Is 10.10.2 the best build so far for me? Yes, it does just about everything better, except makes sometimes moves to far to the left (over a double yellow sometimes) when making a right hand turn.
Are there main adoption blockers? Yes, see below.
Summary - For me the main issues with 10.10.2 are it hesitates and is abrupt when it is safe upsetting other drivers and at harder intersections proceeds when unsafe.

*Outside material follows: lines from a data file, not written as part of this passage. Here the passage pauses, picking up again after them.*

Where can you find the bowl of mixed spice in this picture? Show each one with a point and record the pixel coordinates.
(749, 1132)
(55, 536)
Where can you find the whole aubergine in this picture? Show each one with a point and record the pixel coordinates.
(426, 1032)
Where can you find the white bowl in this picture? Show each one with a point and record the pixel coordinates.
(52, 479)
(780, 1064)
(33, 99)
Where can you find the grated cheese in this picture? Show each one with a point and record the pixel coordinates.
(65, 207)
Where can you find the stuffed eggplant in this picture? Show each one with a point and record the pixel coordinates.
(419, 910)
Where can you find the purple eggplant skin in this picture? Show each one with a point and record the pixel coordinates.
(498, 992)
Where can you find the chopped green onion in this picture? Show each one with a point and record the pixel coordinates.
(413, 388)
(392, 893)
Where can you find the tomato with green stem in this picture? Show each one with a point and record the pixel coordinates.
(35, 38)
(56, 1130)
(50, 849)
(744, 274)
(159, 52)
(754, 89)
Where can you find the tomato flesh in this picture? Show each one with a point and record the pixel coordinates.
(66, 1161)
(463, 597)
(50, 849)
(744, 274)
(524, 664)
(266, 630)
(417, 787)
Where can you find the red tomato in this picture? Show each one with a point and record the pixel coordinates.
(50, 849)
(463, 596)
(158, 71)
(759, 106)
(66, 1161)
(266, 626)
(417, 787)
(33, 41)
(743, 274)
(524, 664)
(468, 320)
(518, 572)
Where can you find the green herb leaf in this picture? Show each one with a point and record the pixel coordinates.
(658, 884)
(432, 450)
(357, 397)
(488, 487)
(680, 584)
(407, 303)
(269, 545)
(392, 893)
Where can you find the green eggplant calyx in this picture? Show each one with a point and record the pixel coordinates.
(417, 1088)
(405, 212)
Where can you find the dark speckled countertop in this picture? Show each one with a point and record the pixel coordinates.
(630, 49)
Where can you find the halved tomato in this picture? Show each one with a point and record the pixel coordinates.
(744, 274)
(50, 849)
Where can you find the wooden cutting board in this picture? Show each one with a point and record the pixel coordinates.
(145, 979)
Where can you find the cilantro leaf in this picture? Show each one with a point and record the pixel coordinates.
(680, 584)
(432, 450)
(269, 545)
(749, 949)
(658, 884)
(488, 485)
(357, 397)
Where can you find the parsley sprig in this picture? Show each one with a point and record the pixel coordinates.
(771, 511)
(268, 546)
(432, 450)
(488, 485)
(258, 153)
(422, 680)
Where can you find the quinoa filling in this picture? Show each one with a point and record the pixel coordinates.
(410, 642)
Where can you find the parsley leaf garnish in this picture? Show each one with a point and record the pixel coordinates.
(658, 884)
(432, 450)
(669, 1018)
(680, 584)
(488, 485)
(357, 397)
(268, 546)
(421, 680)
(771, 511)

Harshness and upsetting other driver behavior - When the human driver knows it has right if way and the way is clear, FSD has random hesitations, rapid jerks of the steering wheel and sudden stops/accelerations due to lack of confidence at normal intersections, with any level of traffic where it performed remarkably different at the same intersection with the same build several times prior. This makes it very difficult for the human driver to predict how well FSD will navigate a given intersection.
Unsafe maneuvers - Some harder intersections, with obtuse/oblique angles, steep inclines/declines, remarkably different speed limits result in FSD entering traffic without sensing/seeing/reacting incoming vehicles.
Are there ways to fix these main adoption blockers coming in V11? Totally and it would seem that the biggest is using vehicle data to create ground truth for training. I'm referring to
this patent specifically.
How would I go about fixing these issues? While I'm not on the team anymore, I'd specifically look at a way where FSD could have differing levels of trust when entering a new road segment. Currently, FSD has no trust of a new road segment. Each road segment is a black box as the vehicle sees/comprehends new road features. Each visual frame that is fed into the trained model(s) is brand new and has no significance above and beyond the last. I think this could be greatly improved to evolve into each frame having different levels of trust for certain road features. In other words, some of the road features in a given road segment could be immediately be marked as the highest trust level and thus path planning could be optimized to the smoothest, most ideal path possible.
I would define a road segment to be any part of a drivable path that has a given longitudinal length of about or equal to 100m where there is not an intersection. Any intersection is defined as its own road segment with each part of its path being its own segment. Thus a 4 way intersection where each is single lanes has a total of nine segments. 4 that enter, the middle of the intersection and 4 that leave. Each of these segments would have a level of trust associated with it where the highest is used as ground truth and lowest is a black box or no trust whatsoever. Highest trust is established when each visual frame is within a pre-established tolerance range over a period of 3 to 5 frames which allows the system to retain smoothness without impacting safety, even at higher speeds. The level of trust for each road segment starts out at the highest level and then is re-established with every 3 to 5 frames. This is simplistic as tolerances can be dynamically adjusted with several attempts at the same segments overtime. Tolerances can also be saved locally and shared with the fleet for planned routes. I would anticipate shared tolerances route planning data to be less than a megabyte of information as these tolerances could be used as weighted inputs to the real-time trained inference model.